On April 7th I landed in Gatwick at 7AM to find that my suitcase had been somehow lost on a direct flight by Virgin Atlantic (safe).
After spending my morning documenting the contents of the suitcase to customs they let me out, and I went home to enjoy about two hours of sleep before being awoken by my bro ringing me to get ready for our trip down to Printworks.
Needless to say I wasn’t too happy about having to resort to a long retired floral shirt, way too skinny jeans and some old beaters, so I could travel all the way to South London on two hours sleep, but I wasn’t going to miss out on the slightest chance of seeing the makers of Memento perform live, it just meant too much to me.
After months (years?) of painstaking work on the new album and the additional introduction of a bunch of singer-songwriters, the iconic duo managed to put together an entire album with an entirely different vibe to everything they’ve ever done before. They had said, and I quote “we wanted to have something that’s brand new, and different.” Naturally I was quite intrigued to have a listen to this in a live performance, in London’s newest and currently most talked about club.
The first thing that hit me about Printworks was how insane the lighting was. Huge panels fitted with multicoloured spotlights are suspended from the ceiling at pretty terrifying angles, but I couldn’t stop looking up at them. I’ve honestly never seen anything like it at a club before, except for perhaps at Ushuaia in Ibiza, but even then it’s a close call. Me and my pal checked out the naturally raw industrial aesthetic of the two main rooms of Printworks which were open for the night as we sipped our pints (an unfriendly £6 by the way), as we waited for it all to begin.
The crowd was super friendly because they were slightly older than normal, and that goes a long way. We met a lot of cool people, no-one was pushing and shoving in the crowd, throwing up in the corner or anything like that, the vibes were fantastic and we had a great central position to watch the performance unfold. Booka Shade opened to a huge round of applause with a slow-building roller that got everyone shuffling their feet and getting in the mix.
Obviously having never listened to the album previous to the launch show I was completely unaware of the names of the songs I was listening to, but after spinning it at home in the days after, I distinctly remember ‘Magnolia’ as being the track where it really began to pick up. Before that we had some melancholy, some foreboding, and some subtle hints of euphoria, but it wasn’t until a little bit in that the real Booka Shade started to be revealed. Craig Walker nailed vocal duties and whilst he never missed a note, the sound system did make him a little incoherent at times due to the sound system setup in there. At the front and halfway through the crowd, everything’s fine, but when you start getting 1/3, 2/5 of the way from the front (where we were posted), the vocals do become slightly distorted.
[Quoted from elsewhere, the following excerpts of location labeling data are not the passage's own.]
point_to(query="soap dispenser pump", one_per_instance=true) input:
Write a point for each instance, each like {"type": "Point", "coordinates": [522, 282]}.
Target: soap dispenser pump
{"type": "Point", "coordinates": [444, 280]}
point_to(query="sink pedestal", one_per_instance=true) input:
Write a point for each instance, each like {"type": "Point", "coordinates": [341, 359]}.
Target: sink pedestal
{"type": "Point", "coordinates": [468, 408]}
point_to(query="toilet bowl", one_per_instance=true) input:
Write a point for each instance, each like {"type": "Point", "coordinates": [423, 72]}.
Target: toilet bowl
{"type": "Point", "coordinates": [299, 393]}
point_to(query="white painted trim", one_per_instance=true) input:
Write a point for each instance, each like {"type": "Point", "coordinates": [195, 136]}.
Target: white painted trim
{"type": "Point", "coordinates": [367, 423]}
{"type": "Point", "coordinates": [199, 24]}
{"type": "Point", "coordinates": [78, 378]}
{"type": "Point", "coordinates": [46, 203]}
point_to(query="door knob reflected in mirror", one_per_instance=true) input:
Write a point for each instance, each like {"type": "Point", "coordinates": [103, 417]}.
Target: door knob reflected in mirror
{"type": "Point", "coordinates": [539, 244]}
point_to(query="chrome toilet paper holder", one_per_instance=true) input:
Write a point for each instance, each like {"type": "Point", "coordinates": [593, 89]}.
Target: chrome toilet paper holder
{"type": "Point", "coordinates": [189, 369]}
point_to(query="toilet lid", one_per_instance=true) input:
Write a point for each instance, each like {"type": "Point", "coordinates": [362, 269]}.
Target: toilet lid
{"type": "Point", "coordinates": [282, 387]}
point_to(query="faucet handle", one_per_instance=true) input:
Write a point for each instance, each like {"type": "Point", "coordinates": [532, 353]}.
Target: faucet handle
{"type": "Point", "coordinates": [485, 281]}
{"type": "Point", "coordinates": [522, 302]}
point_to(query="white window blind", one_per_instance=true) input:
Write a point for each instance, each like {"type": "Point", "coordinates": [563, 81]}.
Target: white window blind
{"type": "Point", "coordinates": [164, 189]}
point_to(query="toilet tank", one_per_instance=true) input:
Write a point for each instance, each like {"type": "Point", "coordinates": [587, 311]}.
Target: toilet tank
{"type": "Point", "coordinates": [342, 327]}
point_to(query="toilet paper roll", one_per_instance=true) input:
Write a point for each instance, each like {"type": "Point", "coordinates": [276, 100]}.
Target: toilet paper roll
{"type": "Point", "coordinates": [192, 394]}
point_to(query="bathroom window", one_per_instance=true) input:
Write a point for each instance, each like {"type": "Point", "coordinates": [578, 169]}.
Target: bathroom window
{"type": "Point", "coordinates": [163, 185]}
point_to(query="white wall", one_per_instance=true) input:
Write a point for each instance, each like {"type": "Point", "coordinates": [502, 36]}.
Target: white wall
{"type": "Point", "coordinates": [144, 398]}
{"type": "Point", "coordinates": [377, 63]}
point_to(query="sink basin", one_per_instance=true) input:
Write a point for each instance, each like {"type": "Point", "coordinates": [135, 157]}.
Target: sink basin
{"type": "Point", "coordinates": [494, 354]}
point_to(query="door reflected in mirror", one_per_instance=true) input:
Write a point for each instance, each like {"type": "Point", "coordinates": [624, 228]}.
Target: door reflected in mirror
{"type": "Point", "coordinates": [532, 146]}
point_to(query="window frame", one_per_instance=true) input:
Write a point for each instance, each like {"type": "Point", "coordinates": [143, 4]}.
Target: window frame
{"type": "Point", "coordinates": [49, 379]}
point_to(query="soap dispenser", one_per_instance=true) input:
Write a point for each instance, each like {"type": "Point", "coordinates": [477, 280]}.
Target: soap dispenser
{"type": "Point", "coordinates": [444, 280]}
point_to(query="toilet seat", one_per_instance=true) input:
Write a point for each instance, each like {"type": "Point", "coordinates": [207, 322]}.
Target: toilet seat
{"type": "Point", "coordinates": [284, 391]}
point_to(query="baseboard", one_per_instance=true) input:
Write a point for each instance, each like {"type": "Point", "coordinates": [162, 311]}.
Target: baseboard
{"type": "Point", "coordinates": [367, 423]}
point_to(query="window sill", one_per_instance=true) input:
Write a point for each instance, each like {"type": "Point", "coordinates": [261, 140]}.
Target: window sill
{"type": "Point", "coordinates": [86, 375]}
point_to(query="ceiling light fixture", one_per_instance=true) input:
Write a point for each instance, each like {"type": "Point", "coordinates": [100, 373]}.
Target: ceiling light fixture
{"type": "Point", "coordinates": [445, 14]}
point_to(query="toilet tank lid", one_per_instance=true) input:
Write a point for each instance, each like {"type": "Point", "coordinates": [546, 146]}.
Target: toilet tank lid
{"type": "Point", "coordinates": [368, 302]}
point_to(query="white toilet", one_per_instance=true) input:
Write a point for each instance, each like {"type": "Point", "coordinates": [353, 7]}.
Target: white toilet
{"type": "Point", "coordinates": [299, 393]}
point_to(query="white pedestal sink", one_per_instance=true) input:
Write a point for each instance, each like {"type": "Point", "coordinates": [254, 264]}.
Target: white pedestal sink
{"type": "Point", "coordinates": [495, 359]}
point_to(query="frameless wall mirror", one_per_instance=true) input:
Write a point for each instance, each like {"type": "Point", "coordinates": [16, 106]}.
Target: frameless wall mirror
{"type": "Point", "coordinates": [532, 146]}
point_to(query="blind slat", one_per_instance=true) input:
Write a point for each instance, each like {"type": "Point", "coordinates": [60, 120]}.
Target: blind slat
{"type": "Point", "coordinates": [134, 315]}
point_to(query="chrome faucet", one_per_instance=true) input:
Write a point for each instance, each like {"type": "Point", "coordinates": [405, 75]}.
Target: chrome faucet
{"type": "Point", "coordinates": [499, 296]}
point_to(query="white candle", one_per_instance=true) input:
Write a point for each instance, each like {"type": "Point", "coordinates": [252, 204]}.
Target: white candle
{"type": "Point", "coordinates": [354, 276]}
The live band were really going for it and the lyrics were heartfelt. The entire album felt like a well calculated crescendo. The crowd reciprocated the love, undoubtedly reminiscing, although one old timer did make a point of telling me they were better to listen to ten years ago, because acid was so much easier to get hold of, you know? I nodded. I was thirteen then.
Overall the night was great; the crowd was intimate and involved, the artists felt especially energetic (I guess ten years off will do that to you), and the venue was absolutely incredible, I can’t wait to hit it again. The album was emotional, different to anything I’ve heard, and very interesting to accustom myself to, and the production value was top notch. It was however the finisher ‘Body Language’ that really made the night for me though. As they say in South, it banged.